Files
Pulse/docs/temperature-proxy-control-plane.md
2025-11-15 21:49:51 +00:00

5.8 KiB
Raw Blame History

Pulse Temperature Proxy Control Plane Sync

Goals

  1. Make pulse-sensor-proxy trust Pulse itself instead of scraping pvecm/editing /etc/pve.
  2. Ensure host installers always create a pulse-proxy registration, regardless of socket vs HTTP mode.
  3. Keep backwards compatibility: existing allowed_nodes entries remain a fallback cache, but the runtime source of truth is Pulse.

Overview

┌─────────────────────┐       HTTPS / Unix socket       ┌─────────────────────┐
│ Pulse server (LXC)  │ <═════════════════════════════> │ pulse-sensor-proxy  │
│                     │           /api/...              │ (Proxmox host)      │
│ - Stores nodes      │                                  │ - Collects temps    │
│ - Issues proxy token│                                  │ - Validates node    │
└─────────────────────┘                                  │   via synced list   │
                                                        └─────────────────────┘
  1. Installer registers the proxy using /api/temperature-proxy/register.
    • Response now includes ctrl_token, instance_id, and allowed_nodes.
    • Pulse persists {instance_id, ctrl_token, last_seen, allowed_nodes_cache}.
  2. Proxy writes:
    pulse_control_plane:
      url: https://pulse.example.com:7655
      token_file: /etc/pulse-sensor-proxy/.pulse-control-token
      refresh_interval: 60s
    
  3. Proxy boot sequence:
    • Load cached allowed_nodes from YAML (fallback only).
    • If pulse_control_plane configured, fetch /api/temperature-proxy/authorized-nodes.
    • Replace in-memory allowlist atomically, log version/hash.
    • Retry based on exponential backoff; stay on cached list if control plane unreachable.

API Changes (Pulse)

  1. Extend existing registration endpoint
    • Request: {hostname, proxy_url, kind} (kind = socket or http).
    • Response: {success, token, ctrl_token, pve_instance, allowed_nodes, refresh_interval}.
    • Persist ctrl_token (or reuse TemperatureProxyToken field if proxy_url empty).
  2. New endpoint /api/temperature-proxy/authorized-nodes
    • Auth: X-Proxy-Token: <ctrl_token> or Authorization: Bearer.
    • Response:
      {
        "nodes": [
          {"name": "delly", "ip": "192.168.0.5"},
          {"name": "minipc", "ip": "192.168.0.134"}
        ],
        "hash": "sha256:...",
        "refresh_interval": 60,
        "updated_at": "2025-11-15T20:47:00Z"
      }
      
    • Uses Pulse config (nodes.enc + cluster endpoints) to build list.
    • Derives ip from cluster endpoints or stored host value; duplicates removed.
    • Logs when proxies pull list (metrics + last_seen).
  3. Persistence
    • config.PVEInstance already has TemperatureProxyURL/Token.
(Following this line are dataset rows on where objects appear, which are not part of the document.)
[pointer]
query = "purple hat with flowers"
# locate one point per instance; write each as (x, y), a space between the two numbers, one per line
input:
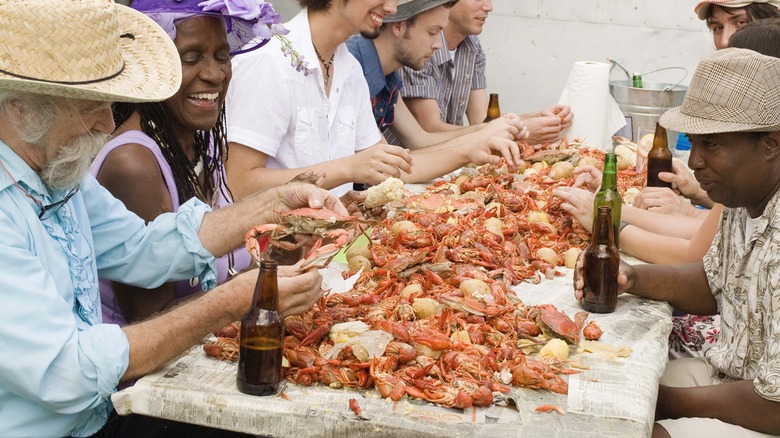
(250, 24)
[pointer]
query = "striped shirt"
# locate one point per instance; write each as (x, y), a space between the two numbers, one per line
(448, 81)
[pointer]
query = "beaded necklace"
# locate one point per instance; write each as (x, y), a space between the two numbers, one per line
(326, 64)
Add TemperatureProxyControlToken or reuse existing field when URL empty.
    • Add LastProxyPull, LastAllowlistHash.
  4. Access control
    • Router should treat /api/temperature-proxy/authorized-nodes as public but requiring proxy token (bypasses user auth).
    • Rate limit per proxy (maybe 12/min).

Proxy Changes

  1. Config additions
    pulse_control_plane:
      url: https://pulse.lan:7655
      token_file: /etc/pulse-sensor-proxy/.pulse-control-token
      refresh_interval: 60s   # default
      insecure_skip_verify: false
    
  2. Startup
    • Read token from token_file.
    • Launch goroutine: syncAllowlist(ctx) loops:
      1. GET /api/temperature-proxy/authorized-nodes.
      2. Validate response (non-empty, verify hash changes).
      3. Replace nodeValidator allowlist in thread-safe way.
      4. Write new snapshot to allowed_nodes_cache (optional).
      5. Sleep refresh_interval (server-provided).
    • If call fails: log warning, keep last known list, use fallback allowlist when empty.
  3. NodeValidator
    • Keep ability to parse static allowed_nodes.
    • Add SetAuthorizedNodes([]string) to update hosts + CIDRs.
    • When hasAllowlist == false but control-plane sync enabled, we never fall back to cluster detection.
    • Provide metrics: last sync success timestamp, number of nodes, etc.

Installer Changes

  1. Host install path (install.sh invoking install-sensor-proxy.sh)
    • Always pass --pulse-server http://<container-ip>:<port>.
    • If --pulse-server not supplied manually, install-sensor-proxy.sh fetches from PULSE_SERVER env.
  2. install-sensor-proxy.sh
    • After downloading binary, run registration:
      ctrl_token=$(register_with_pulse "$PULSE_SERVER" "$SHORT_HOSTNAME" "$PROXY_URL" "$MODE")
      echo "$ctrl_token" > /etc/pulse-sensor-proxy/.pulse-control-token
      
    • Append control-plane block to config if not present.
    • After install, call new authorized-nodes endpoint once to prime the cache.
    • Continue merging allowed_nodes for fallback, but treat as # Legacy fallback.
  3. Provide migration flag --legacy-allowlist to skip control plane (for air-gapped hosts).

Migration Plan

  1. Ship allowlist merge fix (already done locally) so reruns stop causing YAML errors.
  2. Release intermediate version where installer accepts --pulse-server and registers proxies; proxy ignores new config fields until next release.
  3. Release proxy with control-plane sync; ensure it tolerates missing control block (for older installs).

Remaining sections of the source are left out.